An exciting announcement was made at our AGM, Joy McCormick’s grandson, Patrick Huston had just been selected to represent Team GB in Archery at Rio 2016 Olympic Games.
Patrick, born in Belfast, attended Campbell College and was a founding member of the East Belfast Archery Club. He now lives in Shropshire where he coaches while training full time with the Olympic Squad at Lilleshall National Sports Centre. Patrick began archery in 2004 and made his international debut in 2012. [For those who know about these things, he is right handed and his arrows are 29.25″ long and his draw weight is 50 lbs.]
Click here for a BBC interview with Patrick made just after he had qualified for Rio, in which Patrick describes his achievement as ‘amazing’. He also admits to being a bit of a “show off”.
However, we think that he’s entitled to be that and more.
As if being three time world champion archer at junior level wasn’t enough, he’s a former Festival of Quilts prize winner, ca 2006.
Here’s what his proud Granny says:
“In his younger days he enjoyed sewing – was quite good on the sewing machine.

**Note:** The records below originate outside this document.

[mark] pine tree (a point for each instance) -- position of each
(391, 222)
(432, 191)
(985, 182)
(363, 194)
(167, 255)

I am attaching two photos of a quilt he and I worked on together which was exhibited at the NIPG summer exhibition at the Folk Museum, in the days when they used to mount a craft exhibition.
One is of young Patrick hand- piecing the quilt. The other is of the quilt hanging at Cultra with him, his older brother and myself. I see by my PC they are dated 2003, so Patrick would have been 7.

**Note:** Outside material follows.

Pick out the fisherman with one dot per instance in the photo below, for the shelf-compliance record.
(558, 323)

I believe it was in 2006, when he turned 10 that he made a small wall-hanging which I put into the junior competition at the Festival of Quilts in Birmingham. The topic was “The Northwest Passage”. Patrick created his hanging out of re-cycled materials. It won second prize.

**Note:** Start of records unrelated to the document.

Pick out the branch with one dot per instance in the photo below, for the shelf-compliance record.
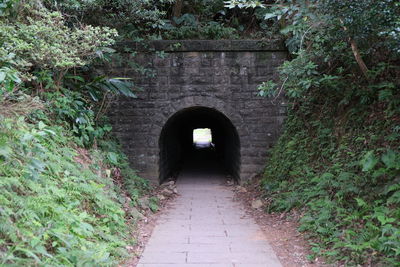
(356, 53)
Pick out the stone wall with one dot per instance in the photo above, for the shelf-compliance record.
(221, 75)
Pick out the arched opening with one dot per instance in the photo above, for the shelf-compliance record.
(178, 147)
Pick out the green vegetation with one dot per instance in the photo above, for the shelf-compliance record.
(338, 160)
(64, 181)
(66, 188)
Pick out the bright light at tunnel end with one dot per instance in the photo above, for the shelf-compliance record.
(202, 136)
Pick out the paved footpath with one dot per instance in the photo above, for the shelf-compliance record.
(205, 227)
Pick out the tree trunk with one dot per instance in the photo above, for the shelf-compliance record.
(177, 9)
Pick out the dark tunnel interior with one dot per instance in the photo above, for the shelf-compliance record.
(177, 149)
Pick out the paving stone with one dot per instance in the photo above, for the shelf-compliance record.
(218, 233)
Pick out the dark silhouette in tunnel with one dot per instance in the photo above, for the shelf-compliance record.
(177, 150)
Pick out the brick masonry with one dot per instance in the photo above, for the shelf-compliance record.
(221, 74)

Patrick came home to see his parents just after our AGM, as he trains full-time in England. I told him I had mentioned his early career as a quilter at the Patchwork Guild. He was really amused to hear his achievements had been mentioned at the NIPG meeting and laughed.
In fact he was trying to bully me into making him an “Olympic” quilt to celebrate his getting an Olympic place.
NO PRESSURE! “
When asked if Patrick would mind us writing about his quilting career and posting photos of him quilting, Joy said:
“I know Patrick won’t mind. He has had to put up with his mother putting on Facebook a photo of him aged about 4 trying his hand at archery at a fun day in Stormont grounds.”
“Yesterday (Wednesday 29th June), he was kitted out with his Stella McCartney designer gear to wear in Rio. Three suitcases full! This photo is hot off the press” Joy McCormick, June 2016.
Patrick, we’ll all be glued to the television, supporting you and willing you on. Most importantly, enjoy every second of the experience.
Here’s a wee bit about the sport of archery, taken from the official Rio spectator guide.
UNDERSTANDING HOW THE SPORT OF ARCHERY BEGAN
Considering that hunting is an activity strongly connected to the beginning of our civilisation, archery can be considered one of the oldest sports in history. The practice was made official in the 16th century with the organisation of tournaments in England. Its debut in the Olympic programme was in Paris 1900. In St. Louis 1904, the sport became one of the first to allow women to participate.
ABOUT THE COMPETITION The distance between the archer and the target (1.22m of diameter) is 70m. The target score varies from 1 to 10, according to the proximity to the inner circle. The archer has 40 seconds to shoot each of their six arrows. In the finals, the archer has 20 seconds to shoot each of their three arrows. In the air, the arrow can travel at more than 240km per hour. In the knockout system, any mistake can rule the athlete out of the competition. In individual events, archers with the best results after five series of three arrows go through to the next phase. The same rule applies to team events, but the best teams after four series of six arrows go through.